The angle between the two lines $\frac{x-2}{2} = \frac{2-y}{3} = \frac{z-1}{2}$ and $\frac{x-1}{2} = \frac{y+1}{1} = \frac{z-3}{-3}$ is . . . . . . .

Let $A$ be the point of intersection of the lines $L_1: \frac{x-7}{1}=\frac{y-5}{0}=\frac{z-3}{-1}$ and $L_2: \frac{x-1}{3}=\frac{y+3}{4}=\frac{z+7}{5}$. Let $B$ and $C$ be points on the lines $L_1$ and $L_2$ respectively such that $AB = AC = \sqrt{15}$. Then the square of the area of the triangle $ABC$ is:

Let the line of the shortest distance between the lines $L_1: \vec{r}=(\hat{i}+2 \hat{j}+3 \hat{k})+\lambda(\hat{i}-\hat{j}+\hat{k})$ and $L_2: \vec{r}=(4 \hat{i}+5 \hat{j}+6 \hat{k})+\mu(\hat{i}+\hat{j}-\hat{k})$ intersect $L_1$ and $L_2$ at $P$ and $Q$ respectively. If $(\alpha, \beta, \gamma)$ is the midpoint of the line segment $PQ$,then $2(\alpha+\beta+\gamma)$ is equal to . . . . . . .

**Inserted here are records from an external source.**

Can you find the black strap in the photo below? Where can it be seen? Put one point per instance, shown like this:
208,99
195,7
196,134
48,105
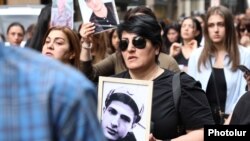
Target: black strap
215,85
176,86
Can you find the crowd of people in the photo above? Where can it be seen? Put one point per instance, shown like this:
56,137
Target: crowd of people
51,94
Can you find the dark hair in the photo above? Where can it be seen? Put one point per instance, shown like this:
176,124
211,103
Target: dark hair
145,26
111,33
175,26
2,37
230,40
126,99
16,24
74,43
41,28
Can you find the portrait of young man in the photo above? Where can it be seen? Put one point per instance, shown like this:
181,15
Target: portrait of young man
121,114
104,14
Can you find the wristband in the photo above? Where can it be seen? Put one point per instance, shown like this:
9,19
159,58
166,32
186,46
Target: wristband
86,45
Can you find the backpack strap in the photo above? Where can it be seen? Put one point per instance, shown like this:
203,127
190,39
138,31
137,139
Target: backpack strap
176,86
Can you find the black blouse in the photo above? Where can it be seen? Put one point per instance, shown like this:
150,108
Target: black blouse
194,110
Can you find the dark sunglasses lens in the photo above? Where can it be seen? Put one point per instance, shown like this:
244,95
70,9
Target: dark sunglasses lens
242,29
123,45
139,42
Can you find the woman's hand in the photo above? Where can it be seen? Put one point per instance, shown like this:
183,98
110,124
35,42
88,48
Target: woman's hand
86,31
152,138
245,41
193,44
175,49
247,77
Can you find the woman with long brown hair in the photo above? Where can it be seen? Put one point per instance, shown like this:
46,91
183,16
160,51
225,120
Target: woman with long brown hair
216,65
63,44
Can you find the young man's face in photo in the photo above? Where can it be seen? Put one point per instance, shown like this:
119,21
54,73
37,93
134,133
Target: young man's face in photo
95,5
117,120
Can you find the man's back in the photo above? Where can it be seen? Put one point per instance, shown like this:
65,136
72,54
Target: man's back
41,99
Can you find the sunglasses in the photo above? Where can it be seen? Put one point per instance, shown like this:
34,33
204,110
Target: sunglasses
244,29
138,42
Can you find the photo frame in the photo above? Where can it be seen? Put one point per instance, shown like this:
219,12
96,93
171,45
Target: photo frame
139,90
90,13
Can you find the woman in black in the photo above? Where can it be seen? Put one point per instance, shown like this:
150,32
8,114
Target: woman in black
140,43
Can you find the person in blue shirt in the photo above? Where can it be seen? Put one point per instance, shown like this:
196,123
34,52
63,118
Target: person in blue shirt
42,99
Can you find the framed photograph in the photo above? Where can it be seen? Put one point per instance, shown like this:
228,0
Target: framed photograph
124,108
62,12
101,12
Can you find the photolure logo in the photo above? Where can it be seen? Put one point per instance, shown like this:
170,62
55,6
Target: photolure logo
213,132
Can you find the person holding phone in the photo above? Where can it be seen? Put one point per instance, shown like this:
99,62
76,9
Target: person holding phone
103,14
216,64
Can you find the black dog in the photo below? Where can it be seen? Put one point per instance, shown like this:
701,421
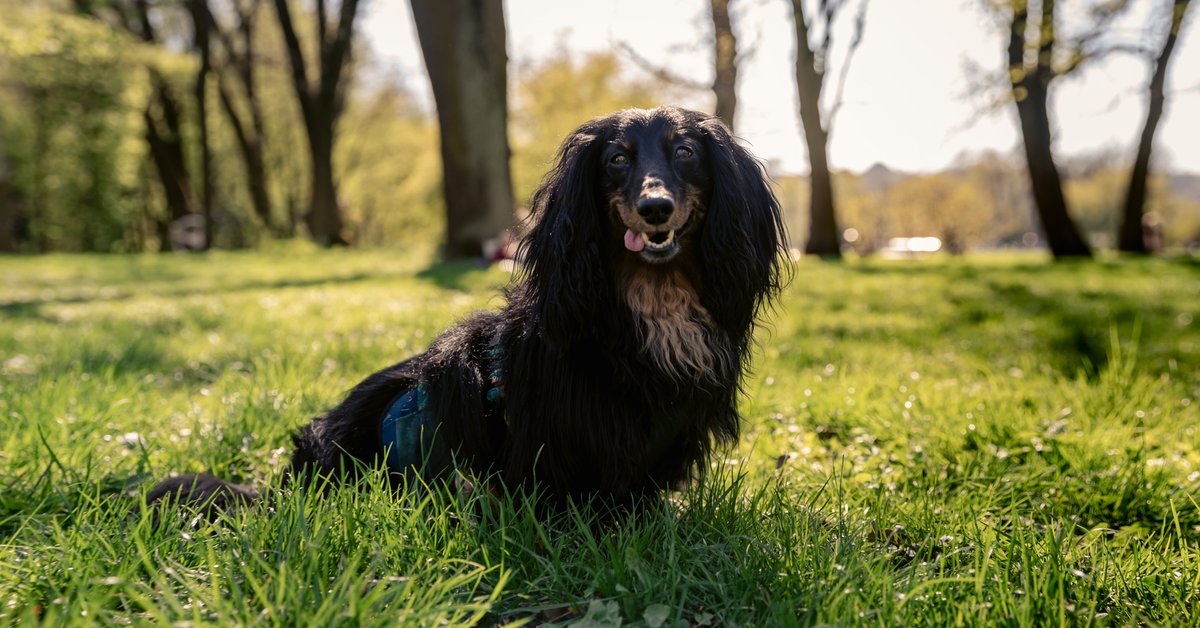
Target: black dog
616,364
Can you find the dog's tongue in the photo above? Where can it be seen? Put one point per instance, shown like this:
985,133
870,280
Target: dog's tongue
634,240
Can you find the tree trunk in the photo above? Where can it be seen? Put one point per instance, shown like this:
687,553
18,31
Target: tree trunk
725,54
167,153
322,106
201,24
1132,237
1031,90
324,216
463,43
823,239
240,53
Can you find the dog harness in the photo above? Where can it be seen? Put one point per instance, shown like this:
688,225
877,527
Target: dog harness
408,432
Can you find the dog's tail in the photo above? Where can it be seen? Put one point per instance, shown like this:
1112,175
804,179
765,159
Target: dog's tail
203,492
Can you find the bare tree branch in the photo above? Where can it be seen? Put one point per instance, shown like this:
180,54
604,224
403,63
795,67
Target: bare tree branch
856,40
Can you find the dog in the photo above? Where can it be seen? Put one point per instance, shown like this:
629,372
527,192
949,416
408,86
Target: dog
615,368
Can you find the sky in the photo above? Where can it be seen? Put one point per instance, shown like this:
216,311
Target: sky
910,101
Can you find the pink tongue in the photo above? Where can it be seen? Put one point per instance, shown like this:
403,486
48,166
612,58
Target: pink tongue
634,240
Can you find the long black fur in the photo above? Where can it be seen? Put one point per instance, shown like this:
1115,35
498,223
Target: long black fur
586,413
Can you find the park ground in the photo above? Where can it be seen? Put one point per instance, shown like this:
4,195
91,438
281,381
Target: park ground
991,440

If the lines $\frac{x-1}{2}=\frac{y-2}{3}=\frac{z-1}{4}$ and $\frac{x-3}{-1}=\frac{y-k}{2}=\frac{z}{1}$ intersect,then $k$ is equal to

The angle between a line with direction ratios $2: 2: 1$ and a line joining the points $(3, 1, 4)$ and $(7, 2, 12)$ is

The vector equation of the line $2x+4=3y+1=6z-3$ is